Pound Euro Rate Tanks: Forecast for GBP/EUR Exchange Rate to Head Lower Following Inflation Report

At the time of writing the pound to euro exchange rate (GBP/EUR) is seen trading 0.73 pct lower on a day-to-day basis having reached 12485. Ahead of today's Quarterly Inflation Report the rate was trading around 1.2603.

NB: All quotes here are from the wholesale market; your bank will charge a spread at their own disrection. An independent FX provider will however seek to come as close to the market rate as possible, they are able to deliver up to 5% more currency in some instances. Please find out more.

Pound hammered by Bank of England

The pound slid across the board after the Bank of England’s Quarterly Inflation Report sounded a more dovish tone than many had expected.

"The BOE slashed its outlook for wage inflation in half for the rest of this year and said that ultimately, wage inflation would be the key driver of the timing of the bank’s first lending rate hike," says Omer Esiner at Commonwealth Foreign Exchange.

Joe Manimbo at Western Union says, "the big fly in the ointment remained anaemic pay growth which fell 0.2 percent. Weak incomes are a sign of the still-limited reach of the nation’s economic recovery – something the BOE singled out as a big concern in its quarterly report on the economy."

For those holding out for stronger GBP exchange rates the remainder of August does not look promising.

Earlier: Forecasting a volatile mid-week - What to look out for

Those holding out for a stronger British pound will face a significant challenge on Wednesday when two event risks appear on the calendar.

"The Quarterly Inflation Report and labour market data for June dominate the UK calendar this week, and it’s hard to see the Inflation Report providing much reason for the market to bring forward its expectation of UK tightening in the current environment," say Lloyds Bank Research.
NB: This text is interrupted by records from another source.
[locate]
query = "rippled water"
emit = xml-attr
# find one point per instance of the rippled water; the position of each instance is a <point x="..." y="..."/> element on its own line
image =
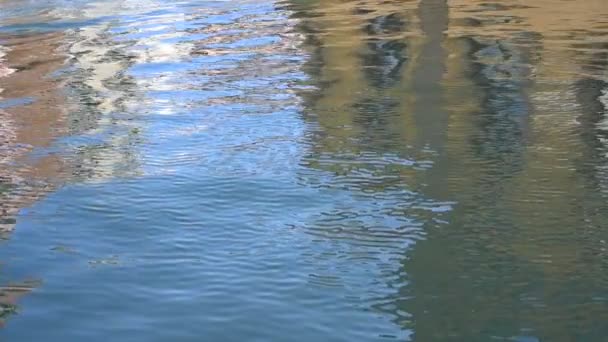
<point x="304" y="171"/>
Lloyds do however concede that much of the weakness in GBP in the last few weeks has been down to long positioning and declining risk appetite rather than specific UK issues, so any reversal in the recent weakness in equities may allow a modest bounce.

"Nevertheless, we suspect that a lack of encouragement given to UK rate hawks in the QIR will maintain a mild GBP downside bias," forecast Lloyds.

Keep an eye on wages

Swissquote Research rightly point to the need to keep an eye on the growth in wages in the coming week's employment data.

Ipek Ozkardeskaya at Swissquote says:

"The quarterly Inflation Report is due on Wednesday; new macroeconomic forecasts should help updating BoE expectations, thus defining GBP-complex’ short-term direction. We expect no major change in current projections and believe that Carney will keep the highlight on “slack” in the economy, moderate recovery in exports and foreign investments.

"Despite supportive economic data, the slacking growth in wages suggests no immediate hurry for the first BoE rate hike.

"In this respect, we will be closely monitoring the progress in June earnings. The slow pick-up in wages is rather interesting given the rapid improvement in jobless rate. Governor Carney is likely to remain vague vis-à-vis the timing of the first rate hike. Markets price the first rate hike by Q4, 2014 – Q1, 2015."

The euro rally runs out of steam

The EUR bounce witnessed on Friday has widely been tipped as being reflective of investor positioning more than anything/

As long as declining risk appetite is not specifically EUR related, "the EUR may continue to benefit from any weakness in equities," say Lloyds Bank.

Because of the international involvement in Eurozone asset markets, there is still scope for capital flight from the Eurozone to undermine the EUR if we return to genuine concern about the stability of the region suggest Lloyds.

"But as long as this is not a significant factor (and the spreads over bunds suggests we are a long way from this returning to the dark days of 2012 further weakness in the EUR will struggle against the weight of short positioning. The easing of Ukraine-Russia tensions may also mean mild EUR support," say Lloyds.